これも「宣言」したからと言って本当に交通事故がゼロになる、というものではありません。それでも「交通事故ゼロ宣言」と言う、というのは、ひとつには「交通事故がゼロになったらいいな」という社会の希望をあらわしている、ということでしょう(この点では「境界紛争」の方は、今の時点ではそれほど切実な社会の希望であるわけではないのかもしれません)。
また、こう言うことによって、「交通事故を起こさないようにしよう」と注意喚起し、啓発をしている、という面もあるでしょう(この点についても「境界紛争」にはあまりあてはまらないかもしれません)。
さらには、「交通事故が起きないようにするための各種施策を講じていきます」ということを自他に向けて表明する、という意味をも持つ、と言えるでしょう。
「境界紛争ゼロ宣言!」は、この最後の意味には当てはまるものだと言えるでしょう。「土地に関する制度として境界紛争が起きないような制度をつくり、それを土地家屋調査士が実践していく」ということを表明するもの、という意味です。

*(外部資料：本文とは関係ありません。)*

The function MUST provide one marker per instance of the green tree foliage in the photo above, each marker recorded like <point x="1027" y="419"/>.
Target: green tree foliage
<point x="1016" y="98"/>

「境界紛争ゼロ宣言!」は、こういう意味でとらえてはじめて意味のあるものです。「待機児童ゼロ宣言」と同じような意味でとらえたら、「できもしないことを言っているだけの空疎で無責任な放言」にしかなりません(そして、現実にはそんな感じになっちゃっているように思えます)。
「制度としてつくっていくこと」「それを土地家屋調査士が実践していくこと」を内容にするものでなければならないわけです。これは、土地家屋調査士が「境界問題解決に最も貢献しうる位置にある」ということの上で、しかし今まで通りのことしかしないのでは実現できない課題としてあります。それは、これまで土地家屋調査士が行ってきたことの枠を超えて行っていかなければならないことなのであり、そのための努力をと伴わなければならないものです。

ところが、まるで今までと同じようなことだけをして、ただ「境界紛争ゼロ宣言!」と繰り返していればいいかのようなことが現実に行われていることになってしまっているのが現状だと言うべきでしょう。ダメだなぁ、と思うところです。

ここで、初めの方に書いたところに戻ります。初めの方で、「土地境界問題」こそが、土地家屋調査士が、その業務を通じて実質的な意味で社会的に役立ち、その専門性を発揮する領域としてある、ということを、書きました。
これは、土地家屋調査士が「不動産の表示に関する登記の適正迅速な実施に寄与する」という、法律で示された役割以外の、社会に対して直接果たしうる役割について、ということで考えるべきことです。
たしかに、土地家屋調査士は、この「不動産の表示に関する登記・・・」ということで、それなりの社会的な役割を果たしています。だからこそ、60有余年の歴史をもってこの社会に存在し続けてこられた、と言えるのでしょう。
しかし、この役割というのは、あくまでも「行政機関の補助をする」という役割でしかありません。行政機関のありかたが、「統治機構」のありかたが問われるこれからの時代においては、この役割だけしか果たしていないのであれば、社会的な存在意義を十分に明らかにすることができない、ということになってしまいます。
そのような「危機感」をも含んだものとして考えているのか?ということを問い返さなければいけないのだと思います。